RG Daughter’s college graduation day dawned sunny and warm, the first truly perfect Colorado weather day since winter gripped the mountains months and months ago and seemed as if it would never let go. Tulips and lilies bloomed orange and yellow in the downtown parks. Spicy red geraniums and soft pastel petunias spilled out of their planters, trailing from loft apartment balconies. The endless splashes of magnificent color transformed the downtown masonry into a glittering palate any artist would covet.
“So perfect,” I said more to myself than RG Daughter as we walked our dogs around the block.
“Hmm,” she responded more to the cloudless azure sky than to me.
She was nervous. She was excited. She was sad. She was happy.
In mere hours, she would begin her so-called real life and become a grown up, shedding the moniker of student that she’d worn for 20 years since she was a two-year-old in nursery school. Within a day, she would be alone in a new city starting a new job. Starting fresh.
She was terrified.
“I just don’t want to trip and fall,” she said as we walked with her to meet the other hundreds of gathering graduating seniors bedecked in black caps and gowns. “Really, it’s my biggest fear. So that’s why I’m wearing these,” she said, pointing down at her worn flip flops.
“Hey, I’m wearing mine, too,” I laughed, looking down at my Kino “dress” flip flops. “You won’t trip, I promise.” Not on the stage as she walked across to receive her diploma. Not ever. Not this kid.
On this utterly beautiful day–when the clear air and brilliant light offered the chosen speaker the perfect opportunity to send forth the graduating class of 2009 into the beginning of and the rest of their adult lives with hope and promise–I listened, instead, appalled. Here was a politician, who admitted he’d landed his various wonderful jobs by being in the right place at the right time–including his current job to which he had been appointed rather than elected–droning on and on about how these smart, savvy young adults were entering the worst job market in decades, and how the previous administration was all to blame for everything that this class would not be able to look forward to, and how we were in a war we should never have fought, and blah, blah, blah.
On this day, on this glorious day, this class of 2009 did not need to hear a series of cut-and-pasted, tired campaign lines about an economic reality they already knew first-hand by virtue of rejection letters and “not hiring” signs. No matter your politics, this was not the day to pummel these open minds with negative blame and predictably partisan talking points. It was, as both liberal and conservative parents and students agreed, one of the worst commencement speeches ever amplified across a college quad.
So, RG Daughter, I’ll make my speech to you short and simple:
Uncertain times offer unparalleled opportunities to be creative and daring. Embrace, rather than curse, these times. You are fortunate to have landed a job that is as fun as it will certainly be challenging. I hope you wake up each morning and always look forward to going to a job that hardly feels like work.

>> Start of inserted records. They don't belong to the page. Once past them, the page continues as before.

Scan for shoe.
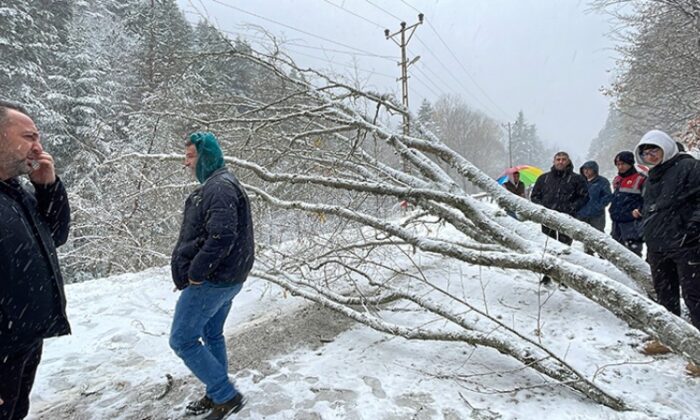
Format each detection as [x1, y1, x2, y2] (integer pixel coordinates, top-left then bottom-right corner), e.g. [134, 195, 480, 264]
[641, 340, 672, 355]
[204, 393, 245, 420]
[186, 395, 213, 416]
[686, 362, 700, 377]
[540, 276, 551, 286]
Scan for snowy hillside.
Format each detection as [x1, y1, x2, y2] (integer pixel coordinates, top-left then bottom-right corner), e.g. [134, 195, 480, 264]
[27, 260, 700, 419]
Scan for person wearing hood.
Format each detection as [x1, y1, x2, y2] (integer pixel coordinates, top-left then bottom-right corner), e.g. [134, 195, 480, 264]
[635, 130, 700, 372]
[577, 160, 612, 255]
[609, 151, 646, 256]
[170, 132, 254, 419]
[531, 151, 589, 284]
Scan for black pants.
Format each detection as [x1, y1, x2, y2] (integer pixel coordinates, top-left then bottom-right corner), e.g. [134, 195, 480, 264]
[0, 340, 43, 420]
[611, 222, 643, 256]
[541, 225, 572, 246]
[581, 215, 606, 254]
[648, 246, 700, 330]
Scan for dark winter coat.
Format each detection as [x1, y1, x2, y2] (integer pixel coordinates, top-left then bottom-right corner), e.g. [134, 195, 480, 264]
[0, 178, 71, 352]
[577, 161, 612, 219]
[638, 153, 700, 252]
[171, 168, 255, 290]
[530, 162, 589, 216]
[609, 167, 646, 242]
[503, 180, 525, 198]
[610, 168, 646, 223]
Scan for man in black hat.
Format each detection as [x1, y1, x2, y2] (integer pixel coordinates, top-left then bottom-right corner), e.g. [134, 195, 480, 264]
[609, 151, 646, 256]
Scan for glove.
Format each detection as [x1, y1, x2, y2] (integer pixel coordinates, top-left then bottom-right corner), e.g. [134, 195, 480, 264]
[681, 222, 700, 247]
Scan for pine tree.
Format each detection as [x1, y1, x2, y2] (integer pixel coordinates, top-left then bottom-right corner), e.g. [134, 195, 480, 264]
[510, 110, 548, 169]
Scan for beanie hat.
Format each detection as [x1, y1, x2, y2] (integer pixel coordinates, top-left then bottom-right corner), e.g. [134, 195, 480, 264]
[614, 151, 635, 166]
[189, 131, 224, 183]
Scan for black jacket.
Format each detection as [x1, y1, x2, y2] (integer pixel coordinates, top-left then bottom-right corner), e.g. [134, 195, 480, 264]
[530, 163, 589, 216]
[641, 153, 700, 252]
[171, 168, 255, 290]
[0, 178, 71, 351]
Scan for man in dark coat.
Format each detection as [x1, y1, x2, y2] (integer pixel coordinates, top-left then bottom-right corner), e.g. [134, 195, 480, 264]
[503, 171, 526, 219]
[577, 160, 612, 254]
[531, 151, 588, 284]
[0, 101, 71, 419]
[609, 151, 646, 256]
[503, 171, 526, 198]
[170, 132, 254, 420]
[636, 131, 700, 339]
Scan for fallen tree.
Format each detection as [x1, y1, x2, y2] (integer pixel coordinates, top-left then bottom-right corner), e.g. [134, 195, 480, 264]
[115, 45, 700, 413]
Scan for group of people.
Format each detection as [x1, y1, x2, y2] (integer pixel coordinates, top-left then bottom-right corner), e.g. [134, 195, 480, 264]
[504, 130, 700, 366]
[0, 101, 254, 420]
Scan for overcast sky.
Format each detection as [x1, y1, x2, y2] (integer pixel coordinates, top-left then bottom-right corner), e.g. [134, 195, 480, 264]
[177, 0, 617, 160]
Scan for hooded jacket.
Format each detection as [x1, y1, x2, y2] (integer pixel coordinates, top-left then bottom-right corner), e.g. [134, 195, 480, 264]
[577, 161, 612, 219]
[0, 178, 71, 351]
[635, 130, 700, 251]
[531, 161, 589, 216]
[171, 134, 255, 290]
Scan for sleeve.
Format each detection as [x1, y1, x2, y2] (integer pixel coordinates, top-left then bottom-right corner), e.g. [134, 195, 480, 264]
[32, 177, 71, 247]
[687, 162, 700, 225]
[572, 176, 590, 213]
[530, 176, 544, 205]
[187, 185, 240, 282]
[589, 178, 613, 214]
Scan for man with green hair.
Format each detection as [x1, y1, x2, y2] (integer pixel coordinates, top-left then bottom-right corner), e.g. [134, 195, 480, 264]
[170, 132, 255, 419]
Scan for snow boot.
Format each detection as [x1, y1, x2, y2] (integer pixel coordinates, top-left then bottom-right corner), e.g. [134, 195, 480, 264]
[186, 395, 213, 416]
[641, 340, 672, 355]
[204, 393, 245, 420]
[540, 275, 552, 286]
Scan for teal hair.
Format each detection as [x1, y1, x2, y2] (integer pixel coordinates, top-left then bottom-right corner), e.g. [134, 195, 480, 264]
[189, 131, 225, 183]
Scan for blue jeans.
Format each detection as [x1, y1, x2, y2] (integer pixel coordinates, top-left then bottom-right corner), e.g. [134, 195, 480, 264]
[169, 281, 243, 404]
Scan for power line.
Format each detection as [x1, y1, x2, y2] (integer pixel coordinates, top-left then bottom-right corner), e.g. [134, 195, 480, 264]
[209, 0, 398, 61]
[424, 19, 511, 119]
[361, 0, 499, 115]
[321, 0, 385, 30]
[217, 27, 395, 59]
[411, 37, 499, 116]
[399, 0, 511, 119]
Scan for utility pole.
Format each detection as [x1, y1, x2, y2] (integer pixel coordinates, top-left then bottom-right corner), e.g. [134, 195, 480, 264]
[385, 14, 424, 142]
[507, 122, 513, 168]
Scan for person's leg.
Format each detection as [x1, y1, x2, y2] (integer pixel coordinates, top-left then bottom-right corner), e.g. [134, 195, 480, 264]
[169, 283, 240, 404]
[677, 246, 700, 330]
[557, 232, 573, 246]
[541, 225, 556, 240]
[203, 282, 243, 373]
[647, 251, 681, 316]
[626, 240, 644, 257]
[0, 340, 43, 420]
[583, 215, 606, 255]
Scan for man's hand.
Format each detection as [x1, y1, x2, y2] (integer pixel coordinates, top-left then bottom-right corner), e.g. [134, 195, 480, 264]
[29, 152, 56, 186]
[632, 209, 642, 219]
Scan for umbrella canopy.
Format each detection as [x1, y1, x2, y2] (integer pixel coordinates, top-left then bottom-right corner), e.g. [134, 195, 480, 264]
[497, 165, 544, 187]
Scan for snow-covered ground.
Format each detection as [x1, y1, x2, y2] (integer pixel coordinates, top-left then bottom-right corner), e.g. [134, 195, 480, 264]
[26, 247, 700, 419]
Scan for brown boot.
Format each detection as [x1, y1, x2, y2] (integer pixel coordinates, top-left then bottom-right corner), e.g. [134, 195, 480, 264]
[686, 362, 700, 377]
[641, 340, 672, 355]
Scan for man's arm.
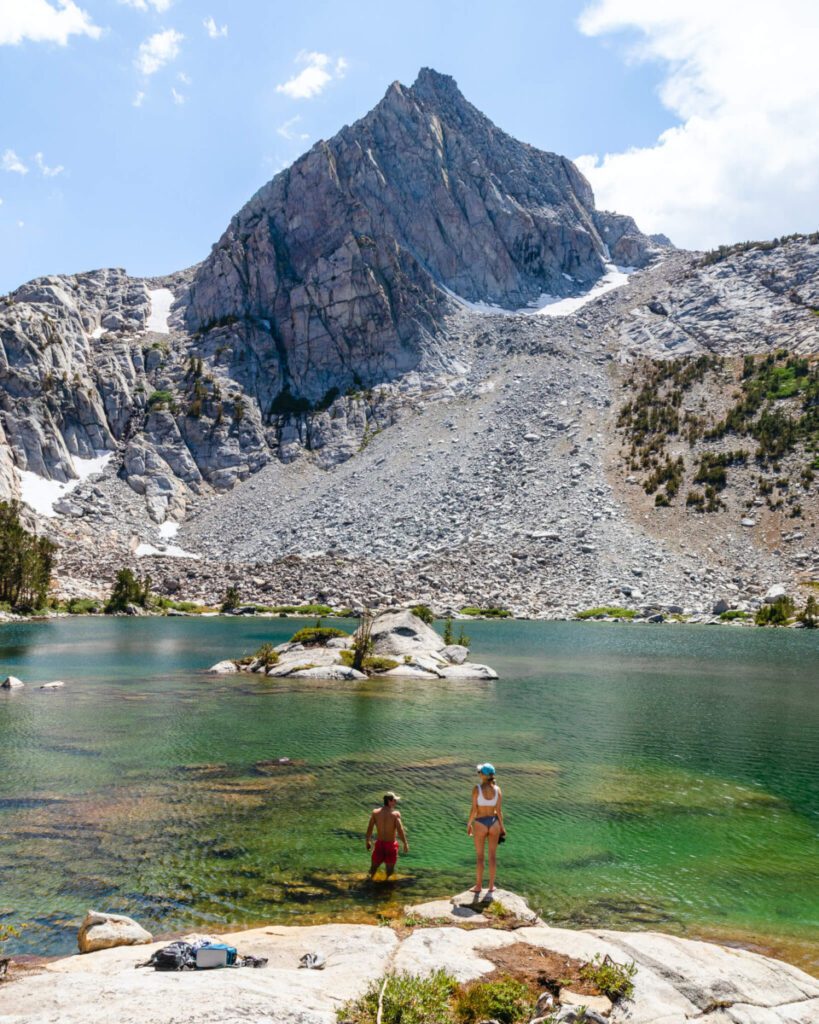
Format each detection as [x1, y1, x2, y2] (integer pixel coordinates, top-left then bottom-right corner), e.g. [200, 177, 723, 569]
[395, 812, 409, 853]
[365, 811, 376, 850]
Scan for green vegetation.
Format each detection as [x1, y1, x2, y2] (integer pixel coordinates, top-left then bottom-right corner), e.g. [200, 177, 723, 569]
[339, 650, 398, 674]
[798, 595, 818, 628]
[576, 607, 637, 620]
[105, 568, 151, 613]
[147, 389, 173, 408]
[289, 625, 349, 646]
[700, 231, 819, 266]
[66, 597, 101, 614]
[253, 643, 280, 668]
[454, 977, 534, 1024]
[338, 971, 534, 1024]
[719, 609, 749, 621]
[442, 618, 454, 644]
[0, 501, 55, 611]
[755, 596, 795, 626]
[410, 604, 435, 624]
[460, 606, 512, 618]
[578, 954, 637, 1001]
[350, 608, 374, 673]
[618, 350, 818, 513]
[339, 970, 458, 1024]
[221, 585, 240, 612]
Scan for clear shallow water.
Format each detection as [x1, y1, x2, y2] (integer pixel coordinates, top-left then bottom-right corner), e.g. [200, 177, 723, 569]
[0, 617, 816, 970]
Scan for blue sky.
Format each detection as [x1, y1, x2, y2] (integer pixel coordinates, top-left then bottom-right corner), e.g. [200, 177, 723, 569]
[1, 0, 817, 294]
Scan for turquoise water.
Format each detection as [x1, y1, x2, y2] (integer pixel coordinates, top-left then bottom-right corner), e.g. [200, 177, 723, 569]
[0, 617, 816, 969]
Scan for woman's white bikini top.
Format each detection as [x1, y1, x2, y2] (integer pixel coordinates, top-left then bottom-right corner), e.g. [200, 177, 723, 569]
[476, 783, 499, 808]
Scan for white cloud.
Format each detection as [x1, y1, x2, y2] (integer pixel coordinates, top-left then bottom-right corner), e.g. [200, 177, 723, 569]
[277, 116, 309, 142]
[2, 149, 28, 174]
[576, 0, 819, 249]
[0, 0, 101, 46]
[135, 27, 183, 76]
[276, 51, 348, 100]
[34, 152, 64, 177]
[17, 220, 24, 228]
[177, 70, 190, 85]
[132, 90, 145, 107]
[171, 86, 185, 104]
[120, 0, 173, 11]
[203, 15, 227, 39]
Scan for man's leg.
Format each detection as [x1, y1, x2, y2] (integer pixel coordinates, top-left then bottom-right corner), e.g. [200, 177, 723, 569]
[369, 842, 383, 879]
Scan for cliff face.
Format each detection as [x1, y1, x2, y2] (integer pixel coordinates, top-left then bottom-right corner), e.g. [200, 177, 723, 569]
[184, 68, 656, 401]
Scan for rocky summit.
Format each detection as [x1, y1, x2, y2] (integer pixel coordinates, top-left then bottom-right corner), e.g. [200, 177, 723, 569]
[0, 68, 817, 616]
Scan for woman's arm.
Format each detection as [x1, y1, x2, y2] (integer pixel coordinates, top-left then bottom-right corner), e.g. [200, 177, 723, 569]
[467, 786, 478, 835]
[496, 788, 505, 834]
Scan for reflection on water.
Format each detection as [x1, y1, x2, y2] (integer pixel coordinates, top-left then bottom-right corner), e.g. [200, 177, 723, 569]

Listen hard to your gut, to that inner voice that always tells you the truth as it steers you toward promise and away from trouble. Listen, especially, when this voice tells you exactly what you don’t want to hear.
Everything is possible and everything is ahead of you. No really, everything: the jobs that you will love, the jobs that you will despise; the relationships that will fizzle, the one that will last; the life you can’t imagine living five years from today, the life you live today that is a gift to be celebrated every single day.
Stay creative, stay curious, stay engaged. If you can manage that, you may just find that being a grown-up allows the best days of your life to continue forever.
Know that even if the unlikely should happen and you do trip and fall, I will always be there beside you to help you stand up again. But if the past is a predictor of the future, you will do so all on your own.
I love you, RG Daughter, my best baby girl.
Comments
5 responses to “2009 Class Notes”
Hi RG, my daughter gradusted on Monday. I hope you don’t mind if I cut and paste your speech to your daughter and send it to my own. The coincidence is that I usually refer to my daughter as ‘my best baby girl’.
Well said RG! Congrats to both you and your daughter as she begins this new phase of her life. Take pride in knowing that you have raised a wonderful, intelligent woman and that you have more than prepared her for whatever comes next.
Hi RG… that was beautiful.
My “first” best baby girl graduated four years ago, double degree in Archeology and Art History. She’s been out there living that life, some dead ends …lots of good, exciting internships. Right this minute she’s playing in the water in Baja, celebrating the end of one internship and the beginning of another.
Sorry you guys had such a negative speaker. My second “best baby girl” now ends her second year in high school while California is projecting massive cuts in education. Your replacement speech perked me up …I’ve got to think positive and live those words myself …and keep saying such things to my daughters.
take care,
L.
Sounds pretty good, you should have been up there.